The Joint Admissions and Matriculation Board’s 2017 Unified Tertiary Matriculation Examination could pass for the best ever. But, like anything done by imperfect humans, there still appears to be a lot of rooms for improvement. This year’s exercise, the first under the watchful eyes of JAMB’s new Registrar, Professor Is-haq Olanrewaju Oloyede, took off like something destined to flop but coasted home powerfully like a seasoned sprinter, who would flutter, steadied himself and get underway to finish the 100-metre dash in a matter of seconds. In all, 1.8 million candidates participated in this year’s quest for places in the three-tier tertiary institutions in the country.

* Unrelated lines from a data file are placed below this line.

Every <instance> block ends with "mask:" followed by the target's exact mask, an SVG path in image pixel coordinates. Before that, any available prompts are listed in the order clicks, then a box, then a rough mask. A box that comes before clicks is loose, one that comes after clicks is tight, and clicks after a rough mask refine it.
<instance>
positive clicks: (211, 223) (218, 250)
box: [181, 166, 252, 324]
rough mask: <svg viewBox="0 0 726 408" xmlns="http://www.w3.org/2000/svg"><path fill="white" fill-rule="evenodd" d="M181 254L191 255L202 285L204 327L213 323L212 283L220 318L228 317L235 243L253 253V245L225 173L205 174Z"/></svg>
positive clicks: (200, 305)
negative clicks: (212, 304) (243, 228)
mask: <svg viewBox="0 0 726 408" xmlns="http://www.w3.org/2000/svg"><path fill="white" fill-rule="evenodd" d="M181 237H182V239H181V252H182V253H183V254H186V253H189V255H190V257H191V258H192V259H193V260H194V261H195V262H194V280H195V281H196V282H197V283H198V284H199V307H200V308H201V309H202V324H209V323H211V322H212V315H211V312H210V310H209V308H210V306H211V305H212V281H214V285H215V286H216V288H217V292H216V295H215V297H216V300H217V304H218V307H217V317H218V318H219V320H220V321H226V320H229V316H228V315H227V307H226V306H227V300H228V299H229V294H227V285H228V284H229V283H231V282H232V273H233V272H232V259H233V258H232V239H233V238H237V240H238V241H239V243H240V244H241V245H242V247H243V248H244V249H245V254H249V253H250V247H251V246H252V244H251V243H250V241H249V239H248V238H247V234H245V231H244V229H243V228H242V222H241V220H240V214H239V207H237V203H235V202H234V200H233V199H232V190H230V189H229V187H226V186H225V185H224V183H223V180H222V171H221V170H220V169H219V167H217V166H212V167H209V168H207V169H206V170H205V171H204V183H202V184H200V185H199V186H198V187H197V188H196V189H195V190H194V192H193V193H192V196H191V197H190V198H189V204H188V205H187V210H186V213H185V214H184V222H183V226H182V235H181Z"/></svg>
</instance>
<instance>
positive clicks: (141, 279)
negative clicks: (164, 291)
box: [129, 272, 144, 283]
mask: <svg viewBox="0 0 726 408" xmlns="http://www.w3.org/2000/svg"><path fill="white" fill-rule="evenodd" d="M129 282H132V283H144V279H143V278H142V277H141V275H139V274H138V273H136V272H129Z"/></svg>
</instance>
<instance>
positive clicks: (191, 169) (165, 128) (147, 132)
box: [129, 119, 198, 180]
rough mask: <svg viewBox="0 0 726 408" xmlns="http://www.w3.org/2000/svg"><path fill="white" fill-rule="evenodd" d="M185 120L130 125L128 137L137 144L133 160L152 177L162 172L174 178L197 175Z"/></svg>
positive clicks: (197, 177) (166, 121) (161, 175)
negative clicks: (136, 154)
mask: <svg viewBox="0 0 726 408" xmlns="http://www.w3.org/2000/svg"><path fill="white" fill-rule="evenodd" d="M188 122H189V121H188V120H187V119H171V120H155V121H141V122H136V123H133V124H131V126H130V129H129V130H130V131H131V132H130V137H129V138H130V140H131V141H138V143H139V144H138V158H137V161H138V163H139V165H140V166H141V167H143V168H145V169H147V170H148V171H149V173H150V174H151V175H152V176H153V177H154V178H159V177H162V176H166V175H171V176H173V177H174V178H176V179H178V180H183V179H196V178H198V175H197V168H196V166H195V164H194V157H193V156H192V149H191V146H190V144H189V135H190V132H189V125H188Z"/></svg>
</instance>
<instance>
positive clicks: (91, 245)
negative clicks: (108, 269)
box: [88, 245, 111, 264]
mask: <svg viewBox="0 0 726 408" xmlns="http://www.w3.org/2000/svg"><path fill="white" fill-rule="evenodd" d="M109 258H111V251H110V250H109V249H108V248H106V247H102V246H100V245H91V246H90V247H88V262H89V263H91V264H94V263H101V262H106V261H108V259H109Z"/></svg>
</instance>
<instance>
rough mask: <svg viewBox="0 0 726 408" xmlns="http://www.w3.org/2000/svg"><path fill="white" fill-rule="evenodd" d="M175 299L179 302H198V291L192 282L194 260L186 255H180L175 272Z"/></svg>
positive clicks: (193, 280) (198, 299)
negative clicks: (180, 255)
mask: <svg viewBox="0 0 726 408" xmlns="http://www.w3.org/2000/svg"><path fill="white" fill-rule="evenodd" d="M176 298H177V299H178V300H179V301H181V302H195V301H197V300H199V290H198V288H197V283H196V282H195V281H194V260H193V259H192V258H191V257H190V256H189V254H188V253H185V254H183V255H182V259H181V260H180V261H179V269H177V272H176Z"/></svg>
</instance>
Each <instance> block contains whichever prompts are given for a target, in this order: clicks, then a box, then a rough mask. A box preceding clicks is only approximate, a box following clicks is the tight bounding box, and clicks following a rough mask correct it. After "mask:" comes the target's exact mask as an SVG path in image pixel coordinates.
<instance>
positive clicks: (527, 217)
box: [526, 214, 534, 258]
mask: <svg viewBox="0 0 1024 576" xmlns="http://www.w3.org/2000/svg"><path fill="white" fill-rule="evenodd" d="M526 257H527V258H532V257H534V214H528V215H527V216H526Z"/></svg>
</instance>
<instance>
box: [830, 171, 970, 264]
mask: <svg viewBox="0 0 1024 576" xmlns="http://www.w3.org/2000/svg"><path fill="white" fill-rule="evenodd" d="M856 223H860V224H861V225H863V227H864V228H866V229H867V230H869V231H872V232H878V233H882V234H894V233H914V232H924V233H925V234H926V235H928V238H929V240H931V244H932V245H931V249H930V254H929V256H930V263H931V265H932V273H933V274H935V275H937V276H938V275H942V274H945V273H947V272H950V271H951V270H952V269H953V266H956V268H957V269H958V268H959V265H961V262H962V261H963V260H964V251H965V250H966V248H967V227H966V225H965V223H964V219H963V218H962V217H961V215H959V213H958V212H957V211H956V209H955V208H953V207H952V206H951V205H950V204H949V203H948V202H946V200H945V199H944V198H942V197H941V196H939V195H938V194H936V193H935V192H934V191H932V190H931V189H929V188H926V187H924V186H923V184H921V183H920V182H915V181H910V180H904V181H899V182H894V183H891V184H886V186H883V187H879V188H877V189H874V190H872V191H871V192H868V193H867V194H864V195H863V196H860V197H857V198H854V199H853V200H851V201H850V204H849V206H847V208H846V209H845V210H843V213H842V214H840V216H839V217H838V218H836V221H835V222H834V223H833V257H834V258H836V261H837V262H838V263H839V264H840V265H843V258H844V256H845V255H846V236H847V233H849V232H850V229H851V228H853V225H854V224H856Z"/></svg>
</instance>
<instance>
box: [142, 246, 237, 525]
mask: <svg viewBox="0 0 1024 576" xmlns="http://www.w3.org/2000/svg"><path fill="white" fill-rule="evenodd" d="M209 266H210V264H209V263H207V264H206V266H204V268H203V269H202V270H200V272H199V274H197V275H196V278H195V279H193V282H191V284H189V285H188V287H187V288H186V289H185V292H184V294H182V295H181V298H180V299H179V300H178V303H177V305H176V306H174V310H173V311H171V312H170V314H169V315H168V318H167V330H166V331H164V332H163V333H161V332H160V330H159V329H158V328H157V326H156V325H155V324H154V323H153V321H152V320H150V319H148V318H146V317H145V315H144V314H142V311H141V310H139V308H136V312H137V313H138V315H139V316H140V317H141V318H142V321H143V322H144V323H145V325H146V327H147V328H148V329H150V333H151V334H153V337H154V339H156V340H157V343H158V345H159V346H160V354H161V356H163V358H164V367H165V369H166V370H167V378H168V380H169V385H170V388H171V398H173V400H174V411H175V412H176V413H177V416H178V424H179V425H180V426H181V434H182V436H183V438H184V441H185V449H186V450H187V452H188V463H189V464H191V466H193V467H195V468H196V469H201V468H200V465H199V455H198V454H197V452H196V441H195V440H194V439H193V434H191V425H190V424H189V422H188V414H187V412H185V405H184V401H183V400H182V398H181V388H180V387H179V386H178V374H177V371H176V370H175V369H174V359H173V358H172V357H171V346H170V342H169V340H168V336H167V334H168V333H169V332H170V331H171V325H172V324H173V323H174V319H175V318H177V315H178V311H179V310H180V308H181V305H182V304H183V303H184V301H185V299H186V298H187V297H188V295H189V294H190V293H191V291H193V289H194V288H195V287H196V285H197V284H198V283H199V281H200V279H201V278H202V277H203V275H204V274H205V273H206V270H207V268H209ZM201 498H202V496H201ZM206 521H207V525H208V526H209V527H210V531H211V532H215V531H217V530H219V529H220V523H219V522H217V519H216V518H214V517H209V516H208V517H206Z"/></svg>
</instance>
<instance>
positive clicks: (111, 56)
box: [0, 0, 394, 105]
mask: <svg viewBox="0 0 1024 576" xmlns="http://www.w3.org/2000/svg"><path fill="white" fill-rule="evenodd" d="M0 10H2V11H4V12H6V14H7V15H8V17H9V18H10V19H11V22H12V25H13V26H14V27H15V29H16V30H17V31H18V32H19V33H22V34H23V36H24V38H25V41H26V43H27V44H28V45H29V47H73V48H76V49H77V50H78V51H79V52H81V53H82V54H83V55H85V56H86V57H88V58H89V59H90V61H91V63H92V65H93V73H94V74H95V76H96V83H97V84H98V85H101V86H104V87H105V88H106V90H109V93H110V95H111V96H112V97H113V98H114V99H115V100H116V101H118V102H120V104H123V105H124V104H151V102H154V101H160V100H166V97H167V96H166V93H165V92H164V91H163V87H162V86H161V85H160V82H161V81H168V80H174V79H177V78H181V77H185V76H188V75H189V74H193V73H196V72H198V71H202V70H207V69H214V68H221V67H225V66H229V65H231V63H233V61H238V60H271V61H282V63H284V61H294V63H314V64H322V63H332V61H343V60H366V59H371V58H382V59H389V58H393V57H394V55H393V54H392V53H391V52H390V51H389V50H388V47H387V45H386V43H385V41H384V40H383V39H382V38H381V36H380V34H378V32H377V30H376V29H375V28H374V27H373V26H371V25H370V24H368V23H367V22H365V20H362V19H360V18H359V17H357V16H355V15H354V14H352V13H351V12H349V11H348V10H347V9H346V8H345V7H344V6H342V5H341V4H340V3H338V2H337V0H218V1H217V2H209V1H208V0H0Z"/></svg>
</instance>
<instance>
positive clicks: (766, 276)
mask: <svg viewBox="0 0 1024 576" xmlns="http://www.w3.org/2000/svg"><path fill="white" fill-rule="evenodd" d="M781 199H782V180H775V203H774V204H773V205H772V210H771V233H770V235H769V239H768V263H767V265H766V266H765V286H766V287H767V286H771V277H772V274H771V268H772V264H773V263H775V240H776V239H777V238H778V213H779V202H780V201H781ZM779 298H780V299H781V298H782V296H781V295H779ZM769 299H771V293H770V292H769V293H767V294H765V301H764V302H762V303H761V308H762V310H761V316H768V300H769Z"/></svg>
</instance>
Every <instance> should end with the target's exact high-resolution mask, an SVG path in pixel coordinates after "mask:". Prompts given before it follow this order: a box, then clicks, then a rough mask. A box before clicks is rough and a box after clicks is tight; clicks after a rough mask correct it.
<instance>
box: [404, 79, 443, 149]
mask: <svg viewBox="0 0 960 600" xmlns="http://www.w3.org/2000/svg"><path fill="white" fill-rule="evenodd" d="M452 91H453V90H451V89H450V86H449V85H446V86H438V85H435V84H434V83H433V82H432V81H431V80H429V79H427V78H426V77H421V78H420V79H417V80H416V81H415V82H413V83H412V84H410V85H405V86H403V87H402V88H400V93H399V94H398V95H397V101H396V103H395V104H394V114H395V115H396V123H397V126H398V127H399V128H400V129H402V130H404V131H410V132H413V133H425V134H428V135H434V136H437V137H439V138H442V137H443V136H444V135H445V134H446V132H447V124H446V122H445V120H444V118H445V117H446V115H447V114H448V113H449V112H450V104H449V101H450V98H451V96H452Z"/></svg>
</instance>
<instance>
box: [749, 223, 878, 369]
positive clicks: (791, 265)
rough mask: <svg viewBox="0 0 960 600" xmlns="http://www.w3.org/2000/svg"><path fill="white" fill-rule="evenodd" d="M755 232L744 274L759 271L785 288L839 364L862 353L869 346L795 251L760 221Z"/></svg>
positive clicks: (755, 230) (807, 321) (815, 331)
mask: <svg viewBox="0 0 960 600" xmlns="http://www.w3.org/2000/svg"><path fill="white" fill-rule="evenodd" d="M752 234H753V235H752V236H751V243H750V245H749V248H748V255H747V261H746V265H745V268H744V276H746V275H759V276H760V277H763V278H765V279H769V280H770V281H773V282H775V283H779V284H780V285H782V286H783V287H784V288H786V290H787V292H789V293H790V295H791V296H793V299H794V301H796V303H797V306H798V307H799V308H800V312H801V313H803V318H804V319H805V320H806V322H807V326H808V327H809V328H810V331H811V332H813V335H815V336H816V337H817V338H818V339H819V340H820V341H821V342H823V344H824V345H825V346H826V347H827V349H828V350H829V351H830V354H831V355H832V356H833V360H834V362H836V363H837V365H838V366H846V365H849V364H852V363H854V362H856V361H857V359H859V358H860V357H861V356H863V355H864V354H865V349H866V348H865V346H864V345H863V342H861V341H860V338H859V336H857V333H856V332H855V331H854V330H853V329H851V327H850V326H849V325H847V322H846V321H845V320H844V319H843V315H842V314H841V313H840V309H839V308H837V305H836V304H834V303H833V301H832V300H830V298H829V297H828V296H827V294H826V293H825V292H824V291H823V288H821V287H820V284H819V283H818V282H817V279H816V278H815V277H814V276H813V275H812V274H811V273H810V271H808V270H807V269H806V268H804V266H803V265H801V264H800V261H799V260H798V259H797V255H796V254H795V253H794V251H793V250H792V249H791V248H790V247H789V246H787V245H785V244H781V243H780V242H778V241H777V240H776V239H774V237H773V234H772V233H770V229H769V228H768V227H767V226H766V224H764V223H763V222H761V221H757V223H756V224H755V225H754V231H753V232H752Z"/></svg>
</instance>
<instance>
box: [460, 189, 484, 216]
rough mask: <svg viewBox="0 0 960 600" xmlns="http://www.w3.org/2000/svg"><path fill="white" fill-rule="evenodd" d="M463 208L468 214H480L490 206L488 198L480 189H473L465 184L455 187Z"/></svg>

A mock test, designed to streamline newcomers and the Computer Based Test proper, came off in two straights. Its resounding success was however blistered by the shady deals of spoilers who infiltrated the scheme and perpetrated frauds in 72 CBT centres across the country. But those miscreants could not circumvent the ingenuity of Oloyede’s team which deployed close circuit television gadgets in all the centres to clinically monitor the nationwide exercise.
Prof. Oloyede was already abreast of the demands of his new office on assumption as the Registrar and Chief Executive of JAMB on August 1, last year. He had come from a background that initiated and perfected CBT at the University of Ilorin where he held court for five years as vice-chancellor. JAMB had descended to the lowest level of trust which prompted individual tertiary institutions to design further tests for candidates that had scaled the matriculation examinations. It was a thumb down for the national matriculation Board which was installed in 1978 to be the sole national agency for the conduct of matriculation examination and admission into tertiary institutions in Nigeria.
Unilorin then pioneered the CBT and this put Oloyede in a good position for the JAMB’s headship, making him a worthy successor to the former Registrar, Professor Dibu Ojerinde.
Oloyede moved swiftly to upgrade UTME to international standard practice. He reasoned that the global timeline for matriculation examination was and therefore should be two hours as against three been expended. He accordingly lowered the time by one hour. Oloyede also brought the number of questions down from 250 to 180, thus reducing candidates’ rigours.
The new JAMB Registrar also worked assiduously to ease the hassles of admission seekers in the area of assigning examination centres. Hitherto, candidates were subjected to long journeys to examination centres. Stories of candidates traversing two or more states to write UTME were rampant. Oyetola Adegunwa, a resident of Ota, Ogun State, had to travel to Ile-Ife, Osun State to write the 2014 UTME. His father, Daramola, accompanied his inexperienced son to the centre in view the young man’s poor travel experience. Oyetola’s saga typified several others who in recent past had to embark on harrowing long journeys in their quest for tertiary education. But that appears to have been consigned to the refuse heap of history.
Another unique characteristic of this year’s matriculation examination is the involvement of credible individuals from the civil society who were assigned to monitor the exercise with a view to giving credence to the fairness of the nationwide CBTs. Such individuals were drawn from the media and the civil rights movements. These had to work alongside core educationists who served in various capacities at state and zonal levels to midwife a CBT of global acceptance. The enlargement of the monitoring group was designed, according to Oloyede, to assist JAMB in carrying out world-class tests that would be the pride of every Nigerian.
The most fundamental of all is the efforts done by the present leadership through which over N5 billion was returned to the coffers of government. This is the first time funds are being returned to government. Previously, the Board would have gone even aborrowing from commercial banks to complete the examination and admission cycle.
Oloyede’s penchant for equity and fairness necessitated the July 1, 2017 mop-up examination for 85,000 candidates in 170 centres across the country. The candidates had either registered late for the main examination or encountered difficulties during the examination proper. Rigid helmsman could have asked the candidates to wait till the following year.
All said, this year’s UTME was not without blights. Seventy-two CBT centres across the country were caught in the web of sharp practices and have been blacklisted. Yes, the prying lenses of CCTVs made it possible for the Oloyede-led crack team to detect such discrepancies even from the comfort of its office.
As JAMB looks forward to the next UTME., and Oloyede already strategising to consolidate on the use of eight-keys without a mouse in favour of the phobic candidates in the 2017 exercise, there still remains the incubus of dishonest invigilators. One of the candidates who wrote the test at Agbara, Ogun State, narrated how an invigilator barefacedly assisted a candidate next to him to the point of even punching the keyboard for the dishonest candidate. No wonder, JAMB had to cancel over 57000 results and suspended the release of their scores.
The views across the country indicated that the new JAMB Registrar has started well. But that is not saying that the system is perfect yet. It should catch the attention of JAMB to reduce the distance between candidates and their centres. Starting examination at 7 am may be too early for candidates who had to cover several kilometres to the centres. Oloyede may have to consider these and other obstacles as he plods on as the JAMB’s Chief Executive.